2- Em 10.01.2008, a impugnante apresentou uma reclamação graciosa da liquidação de imposto primitivamente efectuada, cujo conteúdo se dá aqui por reproduzido, pretendendo que fosse considerado um montante de imposto a recuperar no montante de € 14.296.746,10, como consequência de um apuramento desagregado da actividade concessionada e da actividade sujeita ao regime geral do IRC, do qual resultaria a não comunicabilidade dos prejuízos apurados na actividade sujeita em relação à actividade concessionada, pelo que a dedução à colecta que beneficiaria apenas a actividade concessionada ascenderia ao montante de € 64.824.505,13. –cfr Proc. Recl. Graciosa apensa aos autos.

3- A reclamação graciosa referida supra mereceu decisão de indeferimento liminar em 15.10.2010, por se haver entendido existir erro na forma de procedimento utilizado e carecer de convolação para a forma adequada em razão da correcção à liquidação que considerou o valor da derrama devida pelo contribuinte . – cfr despacho aposto sobre Parecer e Informação dos Serviços, de fls. 81 e segs, do Proc. Recl. Graciosa apensa.

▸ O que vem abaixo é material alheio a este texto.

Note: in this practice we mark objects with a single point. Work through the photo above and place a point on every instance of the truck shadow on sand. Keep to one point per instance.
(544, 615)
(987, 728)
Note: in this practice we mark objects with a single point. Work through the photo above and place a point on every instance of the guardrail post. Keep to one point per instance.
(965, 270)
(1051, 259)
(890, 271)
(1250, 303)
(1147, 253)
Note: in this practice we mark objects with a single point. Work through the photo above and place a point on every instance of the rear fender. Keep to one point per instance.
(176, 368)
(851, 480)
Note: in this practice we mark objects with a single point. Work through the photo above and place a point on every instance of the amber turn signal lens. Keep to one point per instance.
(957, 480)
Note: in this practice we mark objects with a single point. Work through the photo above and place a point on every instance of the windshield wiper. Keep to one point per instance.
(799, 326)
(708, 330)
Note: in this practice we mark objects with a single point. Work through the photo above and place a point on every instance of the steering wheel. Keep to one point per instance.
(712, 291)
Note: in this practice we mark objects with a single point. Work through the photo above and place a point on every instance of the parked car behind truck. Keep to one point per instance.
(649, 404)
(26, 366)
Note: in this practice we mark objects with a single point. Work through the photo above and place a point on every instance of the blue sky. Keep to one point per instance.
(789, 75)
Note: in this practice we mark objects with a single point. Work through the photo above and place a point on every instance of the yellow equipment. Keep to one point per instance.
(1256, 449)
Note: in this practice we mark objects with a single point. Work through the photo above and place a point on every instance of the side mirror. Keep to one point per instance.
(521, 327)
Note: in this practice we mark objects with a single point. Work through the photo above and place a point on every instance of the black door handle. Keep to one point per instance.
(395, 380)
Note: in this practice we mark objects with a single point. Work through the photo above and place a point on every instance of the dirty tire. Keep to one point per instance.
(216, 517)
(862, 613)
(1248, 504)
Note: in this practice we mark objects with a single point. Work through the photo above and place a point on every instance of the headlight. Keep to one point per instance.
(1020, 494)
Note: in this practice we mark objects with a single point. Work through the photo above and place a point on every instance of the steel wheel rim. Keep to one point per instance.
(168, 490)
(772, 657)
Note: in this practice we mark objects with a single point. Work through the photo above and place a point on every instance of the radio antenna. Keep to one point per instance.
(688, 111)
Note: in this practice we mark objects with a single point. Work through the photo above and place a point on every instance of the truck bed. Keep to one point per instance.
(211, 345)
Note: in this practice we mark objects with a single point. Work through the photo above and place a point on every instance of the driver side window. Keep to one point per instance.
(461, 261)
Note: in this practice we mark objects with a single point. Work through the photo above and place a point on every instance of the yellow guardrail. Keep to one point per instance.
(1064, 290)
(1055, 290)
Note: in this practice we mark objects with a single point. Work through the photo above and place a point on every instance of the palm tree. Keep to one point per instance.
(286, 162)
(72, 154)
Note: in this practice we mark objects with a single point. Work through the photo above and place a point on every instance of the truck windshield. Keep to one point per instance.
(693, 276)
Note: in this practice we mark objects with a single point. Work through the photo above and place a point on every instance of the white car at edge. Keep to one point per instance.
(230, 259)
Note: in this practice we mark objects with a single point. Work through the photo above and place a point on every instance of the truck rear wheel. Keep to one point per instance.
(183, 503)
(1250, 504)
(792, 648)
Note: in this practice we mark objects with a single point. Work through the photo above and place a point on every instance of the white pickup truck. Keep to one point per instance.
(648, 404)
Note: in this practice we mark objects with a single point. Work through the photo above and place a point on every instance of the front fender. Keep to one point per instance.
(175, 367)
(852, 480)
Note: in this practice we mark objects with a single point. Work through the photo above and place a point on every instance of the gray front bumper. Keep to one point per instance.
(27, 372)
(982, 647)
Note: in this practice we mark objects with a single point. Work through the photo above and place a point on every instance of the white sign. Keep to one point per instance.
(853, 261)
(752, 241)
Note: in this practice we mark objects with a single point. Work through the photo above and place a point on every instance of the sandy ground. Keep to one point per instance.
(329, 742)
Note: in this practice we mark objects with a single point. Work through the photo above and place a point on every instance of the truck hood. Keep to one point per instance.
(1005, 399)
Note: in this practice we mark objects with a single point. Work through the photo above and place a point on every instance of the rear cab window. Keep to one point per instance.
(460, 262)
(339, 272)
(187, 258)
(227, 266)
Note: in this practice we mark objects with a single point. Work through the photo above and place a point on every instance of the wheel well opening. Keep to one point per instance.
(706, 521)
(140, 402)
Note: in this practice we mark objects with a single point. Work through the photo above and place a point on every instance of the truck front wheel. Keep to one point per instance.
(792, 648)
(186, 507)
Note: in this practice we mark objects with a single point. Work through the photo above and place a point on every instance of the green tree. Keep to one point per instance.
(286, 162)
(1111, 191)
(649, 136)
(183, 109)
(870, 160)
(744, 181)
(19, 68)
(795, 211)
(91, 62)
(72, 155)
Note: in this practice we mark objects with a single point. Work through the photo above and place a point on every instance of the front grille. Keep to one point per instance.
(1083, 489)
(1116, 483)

4- Da decisão de indeferimento referido supra, foi deduzido recurso hierárquico no qual pretende que se verifique pronuncia sobre a questão da separação de colectas entre as actividades concessionadas e não concessionadas e consequente insusceptibilidade de comunicabilidade dos prejuízos fiscais apurados nas diferentes actividades, assim como da aplicação do benefício fiscal na actividade concessionada, a qual mereceu despacho de indeferimento de 27.04.2012, da Subdirectora Geral da A.T., no sentido de manter o entendimento vertido no procedimento gracioso antecedente. –cfr autos de Rec. Hierárquico e despacho aposto sobre Parecer e Informação dos Serviços, de fls 61 e segs do Proc Rec. Hier. apenso aos autos.

Factos Não Provados

Dos factos com interesse para a decisão da causa e constantes da impugnação, todos objecto de análise concreta, não se provaram os que não constam da factualidade supra descrita.

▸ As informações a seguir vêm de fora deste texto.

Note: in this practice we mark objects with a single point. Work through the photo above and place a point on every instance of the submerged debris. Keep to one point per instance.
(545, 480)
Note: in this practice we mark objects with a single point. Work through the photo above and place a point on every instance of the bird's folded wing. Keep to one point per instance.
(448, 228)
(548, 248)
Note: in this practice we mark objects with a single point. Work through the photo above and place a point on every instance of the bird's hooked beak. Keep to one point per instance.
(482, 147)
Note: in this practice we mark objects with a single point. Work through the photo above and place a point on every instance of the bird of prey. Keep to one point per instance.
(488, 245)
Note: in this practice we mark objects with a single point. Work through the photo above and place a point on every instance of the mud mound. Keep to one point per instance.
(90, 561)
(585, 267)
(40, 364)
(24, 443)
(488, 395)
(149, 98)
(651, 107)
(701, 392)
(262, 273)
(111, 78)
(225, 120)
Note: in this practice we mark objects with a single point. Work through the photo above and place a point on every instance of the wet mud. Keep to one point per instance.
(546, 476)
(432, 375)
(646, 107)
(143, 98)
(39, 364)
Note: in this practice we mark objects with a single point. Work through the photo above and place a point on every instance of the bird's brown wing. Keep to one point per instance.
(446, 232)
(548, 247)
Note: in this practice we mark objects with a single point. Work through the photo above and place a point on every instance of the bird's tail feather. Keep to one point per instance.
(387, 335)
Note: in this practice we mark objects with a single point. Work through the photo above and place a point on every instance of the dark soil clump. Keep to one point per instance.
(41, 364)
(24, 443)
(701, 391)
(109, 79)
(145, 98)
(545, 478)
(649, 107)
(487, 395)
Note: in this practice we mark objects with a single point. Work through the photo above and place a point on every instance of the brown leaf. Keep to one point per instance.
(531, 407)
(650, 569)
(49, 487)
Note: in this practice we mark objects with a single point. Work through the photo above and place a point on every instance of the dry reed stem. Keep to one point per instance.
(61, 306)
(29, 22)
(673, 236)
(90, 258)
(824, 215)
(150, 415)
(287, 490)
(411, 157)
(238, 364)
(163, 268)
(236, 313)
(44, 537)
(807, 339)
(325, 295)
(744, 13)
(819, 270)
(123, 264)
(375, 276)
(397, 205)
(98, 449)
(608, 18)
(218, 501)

Motivação da decisão de facto

A decisão da matéria de facto efectuou-se com base no exame dos documentos e informações oficiais, não impugnados, que dos autos constam, tudo conforme referido a propósito de cada uma das alíneas do probatório.

3.2. Fundamentação de direito

3.2.1. Na sentença recorrida, após ter sido feito um breve resumo da pretensão das partes, saneado o processo, fixada a matéria de facto julgada provada e pertinente para a decisão da questão colocada em juízo, ficou decidida a improcedência do pedido de anulação do acto de liquidação impugnado.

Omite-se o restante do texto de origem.